The guards straightened up. I pivoted around them. Suspicion and curiosity seeped into my brain as I followed “Gavin” down a long hallway. The place had a seedy feel. A holographic screen spelled out “PALM, Inc.” against a backdrop of the beach with palm trees. The words, Virtual life architects were written underneath the company name. Was this the shady seat of the Dark Web the cops had warned me about? I shouldn’t have come alone.

“You took longer to find us than I expected.”

“So you know why I’m here.”

He chuckled. “Yeah, I do.”

He led me into a fancy office with nice leather furniture. A frosty glass door stood behind him. Echoes of memories buzzed in my head alongside the faintest breeze of familiarity. I can sell you anything.

“Please sit down,” he said, gesturing to a leather chair.

After obeying, I locked eyes with him. He was Gavin all right. Less chiselled, but still Gavin.

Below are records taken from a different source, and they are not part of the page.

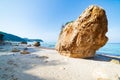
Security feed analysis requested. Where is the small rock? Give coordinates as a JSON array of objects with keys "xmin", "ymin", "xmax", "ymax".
[
  {"xmin": 34, "ymin": 42, "xmax": 41, "ymax": 47},
  {"xmin": 110, "ymin": 59, "xmax": 120, "ymax": 64},
  {"xmin": 20, "ymin": 50, "xmax": 30, "ymax": 54},
  {"xmin": 12, "ymin": 48, "xmax": 20, "ymax": 52}
]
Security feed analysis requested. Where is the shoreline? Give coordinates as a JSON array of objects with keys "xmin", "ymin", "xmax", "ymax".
[{"xmin": 0, "ymin": 44, "xmax": 120, "ymax": 80}]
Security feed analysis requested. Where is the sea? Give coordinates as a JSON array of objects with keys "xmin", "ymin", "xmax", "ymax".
[{"xmin": 0, "ymin": 42, "xmax": 120, "ymax": 56}]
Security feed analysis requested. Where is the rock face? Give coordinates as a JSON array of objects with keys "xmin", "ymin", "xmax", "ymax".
[{"xmin": 55, "ymin": 5, "xmax": 108, "ymax": 58}]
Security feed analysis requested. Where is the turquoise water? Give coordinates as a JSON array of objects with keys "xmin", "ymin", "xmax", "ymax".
[
  {"xmin": 0, "ymin": 42, "xmax": 120, "ymax": 56},
  {"xmin": 41, "ymin": 42, "xmax": 120, "ymax": 56},
  {"xmin": 97, "ymin": 43, "xmax": 120, "ymax": 56}
]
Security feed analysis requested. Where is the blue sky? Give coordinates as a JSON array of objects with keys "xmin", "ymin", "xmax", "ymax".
[{"xmin": 0, "ymin": 0, "xmax": 120, "ymax": 42}]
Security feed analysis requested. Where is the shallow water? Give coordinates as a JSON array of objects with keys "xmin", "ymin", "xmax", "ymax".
[
  {"xmin": 41, "ymin": 42, "xmax": 120, "ymax": 56},
  {"xmin": 0, "ymin": 42, "xmax": 120, "ymax": 56}
]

“I gave you an exit-early phrase. Do you remember it?”


“That’s a ‘no,’ then.” He sat upright. “Things to tweak, I guess. The phrase is: I can sell anything.”

I blinked stupidly, not amused. “What’s going on? Is this Pan’s Architectural Life Management?”

“It is,” he said, “and I’m Gavin Knight, the architect of the company.”

I stiffened. “The virtual boyfriend is named Gavin.”

Gavin leaned forwards. His eyes ensnared me with intimacy, familiarity, and a pinch of humour. “Say the exit-early phrase.”

“I can sell anything,” I said grudgingly, between clenched teeth. Gavin’s face twitched, morphing into the face of the Ads software salesman. It couldn’t be right.

I can sell anything. The words rang repeatedly in my head. My vision blurred, and the room twitched in and out of focus. The world vanished into shrinking and blinking white fractals.

“Wake up, sleeping beauty,” Gavin said tapping my cheek.

I shielded my eyes from the bright light with my hand.

“Dim lights,” Gavin commanded.

The room darkened. My reality emerged from blurriness. I was lying on a pullout leather chair.

“Hold on,” Gavin said, removing the helmet with the digital glasses. “How do you feel?”

“Like hell. My neurons are on fire,” I said, a flood of memories ransacking my brain.

“But you know who I am and what’s going on.” He sought recognition in my eyes.

“Yeah,” I said. “You’re Gavin, my virtual boyfriend.”

Gavin’s forehead wrinkled, and his jaws tightened.

I chuckled.

“Don’t do that to me,” he said, clutching his heart. “This is ready for the marketplace.”

According to my unsuppressed memories, Gavin and I were romantic and business partners. Pan’s Architectural Life Management, Inc. (PALM) was an application that managed immersive and augmented reality experiences. Gavin was the architect, I was the business manager, and I can sell anything was my favourite catchphrase.

“Any glitches?”

“Everything works, including the memory suppressant feature,” I said. “I didn’t remember a damn thing about my real life while there.”

“Other than that, we’re good?”

“One thing. The adverts. There were so many Ads.”

“You sold the advertising spaces.”

“It’s overkill. The Ads software is very effective... and not in a good way for user experience. It knew I was a real-life shopping addict and used that to target me. I couldn’t resist making expensive purchases. I bought an island.”

“That’s funny.” He chuckled.

I glared at him.

“The Ads software feature got us off the ground. You told the companies that you can sell anything. They bought in on that promise.”

“I still feel queasy about it. It exploited my very real addiction, and for profit. This might be a lawsuit waiting to happen.”

Gavin’s expression wrinkled with consideration. “We’ll make the disclaimer flashier.” He walked to the computer and opened up the software files. “WARNING: All businesses featured in the virtual/augmented world are real. Anything bought in simulation will be billed and delivered to the customer in real life.” He spoke while tweaking the font sizes and colours.

“Just to be clear,” I said, vivid memories of the Ads dancing in my head, “that island and all the other stuff I bought—”

Gavin laughed. “Yours was a demo. Now, let’s put PALM, Inc. on the market.”